The hour-long session at the debating chamber in Strasbourg, France, was titled, “Deterioration of democracy in Israel and consequences on the occupied territories” and featured harsh criticism of the Jewish state from some MEPs who took to the podium.
The parliamentarians discussed the Israeli government’s judicial reform push as well as violence in Judea and Samaria.
“This cannot be seen as an interference, but [as] a way of showing our interest and our appreciation for Israeli democracy,” said High Representative of the Union for Foreign Affairs and Security Policy Josep Borrell as he opened the session, in a reference to Israeli accusations that the European Union is meddling in its internal affairs.
Borrell noted that Cohen “was not very happy about this debate,” but said he had told the minister that it would take place regardless.
“This parliament is free to discuss everything they consider important,” Borrell continued. “And that is what I tried to explain to the Israeli minister [in a] very friendly [way]: ‘Look, it is normal that the parliamentarians are concerned for the growing spiral of violence in Israel and the occupied Palestinian territory, and the need for all sides to de-escalate the situation.’”
Israel has accused the European Union of promoting Palestinian interests at the expense of Israeli rights in Judea and Samaria.
During a meeting on Monday in Jerusalem with Italian Foreign Minister Antonio Tajani, Cohen asked the minister to relay his appeal to the European Union to stop meddling in Israeli affairs.
“In light of the special relationship between Israel and Italy, I asked my friend Foreign Minister Tajani to act to prevent European intervention in the Israeli-Palestinian conflict, an activity which often encourages incitement and terrorism, as well as to avoid European attempts to influence internal Israeli politics,” said Cohen, according to a foreign ministry statement.

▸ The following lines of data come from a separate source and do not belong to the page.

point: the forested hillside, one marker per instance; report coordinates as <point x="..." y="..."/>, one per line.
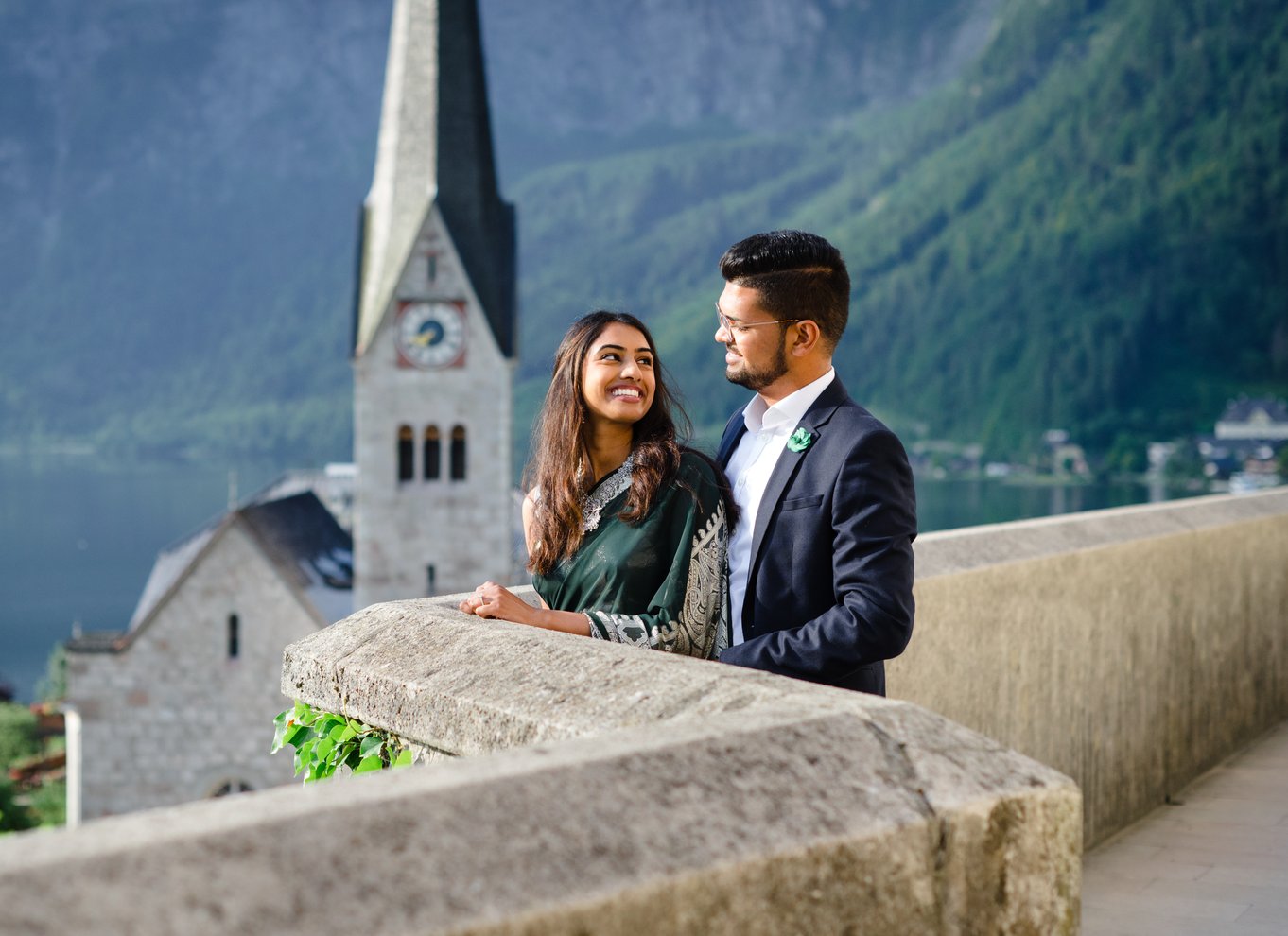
<point x="1086" y="231"/>
<point x="1063" y="214"/>
<point x="182" y="181"/>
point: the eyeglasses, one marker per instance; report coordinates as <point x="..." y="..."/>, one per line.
<point x="735" y="327"/>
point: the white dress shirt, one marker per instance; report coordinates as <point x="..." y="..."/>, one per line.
<point x="750" y="466"/>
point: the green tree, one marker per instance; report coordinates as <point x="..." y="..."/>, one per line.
<point x="13" y="818"/>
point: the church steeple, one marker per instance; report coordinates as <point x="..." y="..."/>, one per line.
<point x="436" y="147"/>
<point x="433" y="353"/>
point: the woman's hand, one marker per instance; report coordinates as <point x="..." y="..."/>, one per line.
<point x="491" y="600"/>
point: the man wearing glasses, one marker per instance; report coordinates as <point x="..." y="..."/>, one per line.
<point x="821" y="561"/>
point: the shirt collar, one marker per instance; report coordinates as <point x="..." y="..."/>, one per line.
<point x="783" y="416"/>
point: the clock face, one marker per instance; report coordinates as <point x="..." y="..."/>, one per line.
<point x="430" y="334"/>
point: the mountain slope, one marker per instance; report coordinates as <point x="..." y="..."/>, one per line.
<point x="182" y="181"/>
<point x="1086" y="231"/>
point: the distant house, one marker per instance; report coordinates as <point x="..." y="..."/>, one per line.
<point x="1262" y="420"/>
<point x="179" y="705"/>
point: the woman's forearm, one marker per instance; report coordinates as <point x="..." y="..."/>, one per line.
<point x="568" y="622"/>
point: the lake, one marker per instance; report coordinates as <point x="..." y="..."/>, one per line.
<point x="78" y="538"/>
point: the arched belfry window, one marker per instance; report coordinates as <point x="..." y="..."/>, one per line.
<point x="458" y="456"/>
<point x="406" y="454"/>
<point x="433" y="454"/>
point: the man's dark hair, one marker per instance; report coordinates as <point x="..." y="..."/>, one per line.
<point x="797" y="274"/>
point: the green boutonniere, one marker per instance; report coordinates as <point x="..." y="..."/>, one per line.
<point x="800" y="441"/>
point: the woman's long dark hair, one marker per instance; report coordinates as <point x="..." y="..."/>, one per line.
<point x="559" y="445"/>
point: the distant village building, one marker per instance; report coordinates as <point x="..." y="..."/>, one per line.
<point x="179" y="705"/>
<point x="1260" y="420"/>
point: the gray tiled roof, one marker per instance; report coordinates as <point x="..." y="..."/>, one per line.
<point x="298" y="534"/>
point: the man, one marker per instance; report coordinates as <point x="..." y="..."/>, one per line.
<point x="821" y="561"/>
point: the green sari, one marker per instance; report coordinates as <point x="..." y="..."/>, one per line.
<point x="662" y="582"/>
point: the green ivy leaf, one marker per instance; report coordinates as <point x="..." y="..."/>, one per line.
<point x="369" y="764"/>
<point x="280" y="726"/>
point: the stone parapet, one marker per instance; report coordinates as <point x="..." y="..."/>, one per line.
<point x="607" y="789"/>
<point x="1131" y="650"/>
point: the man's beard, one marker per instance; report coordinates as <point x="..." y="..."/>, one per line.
<point x="758" y="380"/>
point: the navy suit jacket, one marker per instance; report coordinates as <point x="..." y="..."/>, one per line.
<point x="829" y="582"/>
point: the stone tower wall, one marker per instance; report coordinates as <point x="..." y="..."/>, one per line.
<point x="461" y="529"/>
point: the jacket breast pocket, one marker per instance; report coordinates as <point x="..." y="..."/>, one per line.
<point x="800" y="502"/>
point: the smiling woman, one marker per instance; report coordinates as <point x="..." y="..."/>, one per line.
<point x="626" y="529"/>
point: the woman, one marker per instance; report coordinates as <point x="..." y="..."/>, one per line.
<point x="626" y="530"/>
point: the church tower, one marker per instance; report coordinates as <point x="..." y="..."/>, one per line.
<point x="433" y="349"/>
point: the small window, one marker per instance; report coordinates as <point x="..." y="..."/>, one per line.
<point x="458" y="455"/>
<point x="406" y="454"/>
<point x="433" y="455"/>
<point x="231" y="789"/>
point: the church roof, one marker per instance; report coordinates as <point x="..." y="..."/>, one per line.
<point x="296" y="533"/>
<point x="436" y="147"/>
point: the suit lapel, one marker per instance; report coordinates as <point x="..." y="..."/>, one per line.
<point x="735" y="429"/>
<point x="789" y="463"/>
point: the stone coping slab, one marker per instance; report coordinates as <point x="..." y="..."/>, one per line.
<point x="972" y="547"/>
<point x="872" y="817"/>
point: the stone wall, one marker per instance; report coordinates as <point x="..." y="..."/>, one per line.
<point x="611" y="789"/>
<point x="1131" y="650"/>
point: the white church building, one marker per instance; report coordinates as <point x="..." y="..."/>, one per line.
<point x="179" y="705"/>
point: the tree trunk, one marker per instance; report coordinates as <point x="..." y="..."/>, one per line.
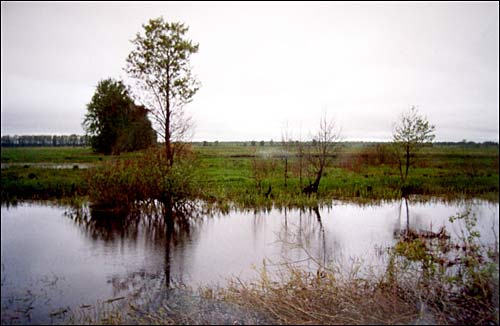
<point x="407" y="161"/>
<point x="286" y="169"/>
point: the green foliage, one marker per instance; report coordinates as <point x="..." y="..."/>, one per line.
<point x="160" y="64"/>
<point x="410" y="133"/>
<point x="455" y="278"/>
<point x="127" y="183"/>
<point x="114" y="123"/>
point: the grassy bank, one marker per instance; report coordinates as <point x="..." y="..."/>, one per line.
<point x="255" y="175"/>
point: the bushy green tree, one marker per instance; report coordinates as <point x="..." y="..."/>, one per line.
<point x="114" y="123"/>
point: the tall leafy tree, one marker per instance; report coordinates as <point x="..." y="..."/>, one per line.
<point x="410" y="133"/>
<point x="114" y="123"/>
<point x="160" y="64"/>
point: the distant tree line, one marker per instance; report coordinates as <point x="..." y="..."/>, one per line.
<point x="44" y="140"/>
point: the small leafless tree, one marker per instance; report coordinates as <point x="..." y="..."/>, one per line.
<point x="287" y="144"/>
<point x="410" y="133"/>
<point x="322" y="151"/>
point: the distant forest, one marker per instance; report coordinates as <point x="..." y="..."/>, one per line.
<point x="82" y="140"/>
<point x="44" y="140"/>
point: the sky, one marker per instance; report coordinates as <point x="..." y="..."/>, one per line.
<point x="264" y="67"/>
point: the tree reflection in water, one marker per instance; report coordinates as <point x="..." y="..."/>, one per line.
<point x="158" y="227"/>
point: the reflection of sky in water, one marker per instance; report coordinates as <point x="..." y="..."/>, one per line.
<point x="66" y="261"/>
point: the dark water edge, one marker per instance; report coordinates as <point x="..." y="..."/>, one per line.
<point x="57" y="259"/>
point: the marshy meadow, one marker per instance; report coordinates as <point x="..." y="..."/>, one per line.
<point x="135" y="220"/>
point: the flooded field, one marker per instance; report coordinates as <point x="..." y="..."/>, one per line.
<point x="58" y="258"/>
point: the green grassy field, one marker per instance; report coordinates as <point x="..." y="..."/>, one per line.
<point x="226" y="173"/>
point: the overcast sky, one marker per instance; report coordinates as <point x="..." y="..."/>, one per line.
<point x="262" y="65"/>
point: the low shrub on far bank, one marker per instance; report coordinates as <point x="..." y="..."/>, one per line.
<point x="124" y="183"/>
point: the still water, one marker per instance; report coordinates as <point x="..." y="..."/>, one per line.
<point x="59" y="257"/>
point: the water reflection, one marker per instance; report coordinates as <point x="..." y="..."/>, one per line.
<point x="157" y="228"/>
<point x="98" y="255"/>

Cohen blasted Borrell on Tuesday for equating Palestinian terror attacks with operations undertaken by the Israel Defense Forces.
“There is no place for comparisons and creating a balance between Israeli terror victims and Palestinian terrorists supported by the Palestinian Authority,” Cohen told Borrell, according to a statement released by the Foreign Ministry.
Borrell wrote in an article last week on the commentary site Project Syndicate that “violence on the part of Israeli settlers in the West Bank is increasingly threatening Palestinian lives and livelihoods—almost always with impunity.”
He added: “Moreover, Israeli military operations frequently cause civilian Palestinian deaths, often without effective accountability; illegal settlements are expanding on occupied land; and the delicate status quo concerning holy sites is eroding.”